Une vision patriarcale du savoir et du rapport à la nature
Dans le dernier chapitre, enfin, celui que j’ai trouvé le plus riche et le plus intéressant, Mona Chollet met en cause la vision patriarcale du savoir et du rapport au monde et à la nature qui s’est imposée justement à partir de la Renaissance et notamment via les chasses aux sorcières. Une vision purement rationnelle, calculatrice, utilitariste, dominatrice du monde, s’opposant au règne de l’émotion, de l’intuition, du mystère, de la spiritualité, de la Terre nourricière…
Prenant l’exemple particulier de la médecine, dont justement les femmes (les guérisseuses) ont été écartées lors des chasses aux sorcières, l’autrice note: elle « concentre aujourd’hui encore tous les aspects de la science née à l’époque des chasses aux sorcières: l’esprit de conquête agressif et la haine des femmes ; la croyance dans la toute-puissance de la science et de ceux qui l’exercent, mais aussi dans la séparation du corps et de l’esprit, et dans une rationalité froide, débarrassée de toute émotion ».
Et rappelant que le savoir et la science se sont construits sur des méthodes et codes élaborés par et pour les hommes, elle rapproche ce phénomène du fameux manque de confiance en elles souvent reprochés aux femmes. « Après des siècles où les hommes de science ou de religion, les médecins, les hommes politiques, les philosophes, les écrivains, les artistes, les révolutionnaires, les amuseurs publics ont martelé sur tous les tons la bêtise congénitale et l’incompétence intellectuelle sans remède des femmes, en les justifiant au besoin par les plus folles élucubrations sur les défaillances de leur anatomie, il serait très étonnant que nous ne nous sentions pas légèrement inhibées ».

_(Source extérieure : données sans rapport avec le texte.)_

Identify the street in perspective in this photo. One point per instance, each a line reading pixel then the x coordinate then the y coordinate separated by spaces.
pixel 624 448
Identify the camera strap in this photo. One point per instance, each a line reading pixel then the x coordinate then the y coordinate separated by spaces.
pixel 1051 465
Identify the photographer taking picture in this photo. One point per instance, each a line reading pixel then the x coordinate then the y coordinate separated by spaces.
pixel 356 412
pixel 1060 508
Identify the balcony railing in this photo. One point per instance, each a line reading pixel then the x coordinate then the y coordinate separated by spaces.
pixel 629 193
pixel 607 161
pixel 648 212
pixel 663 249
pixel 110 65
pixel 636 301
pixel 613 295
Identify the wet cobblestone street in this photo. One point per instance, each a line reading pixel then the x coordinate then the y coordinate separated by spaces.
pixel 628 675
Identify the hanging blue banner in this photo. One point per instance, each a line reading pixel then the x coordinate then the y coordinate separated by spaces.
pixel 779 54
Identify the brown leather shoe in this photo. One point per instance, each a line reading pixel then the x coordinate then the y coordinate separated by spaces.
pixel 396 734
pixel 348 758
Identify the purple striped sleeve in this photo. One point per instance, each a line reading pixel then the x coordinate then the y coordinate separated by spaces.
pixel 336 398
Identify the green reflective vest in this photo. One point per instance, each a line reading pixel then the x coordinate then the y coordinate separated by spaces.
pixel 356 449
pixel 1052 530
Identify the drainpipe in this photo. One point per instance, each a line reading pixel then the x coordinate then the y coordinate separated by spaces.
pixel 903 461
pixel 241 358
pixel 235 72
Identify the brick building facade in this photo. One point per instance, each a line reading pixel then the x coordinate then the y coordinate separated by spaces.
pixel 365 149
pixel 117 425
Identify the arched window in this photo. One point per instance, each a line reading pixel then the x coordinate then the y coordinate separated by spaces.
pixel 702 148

Mais Mona Chollet montre également comment l’asservissement des femmes s’est mené en parallèle de l’exploitation sans frein de la nature, réduite à une simple pourvoyeuse de ressources pour le développement des activités humaines. Et termine son ouvrage en évoquant l’écoféminisme, ce courant féministe qui veut penser de concert la libération des femmes et la libération de la nature.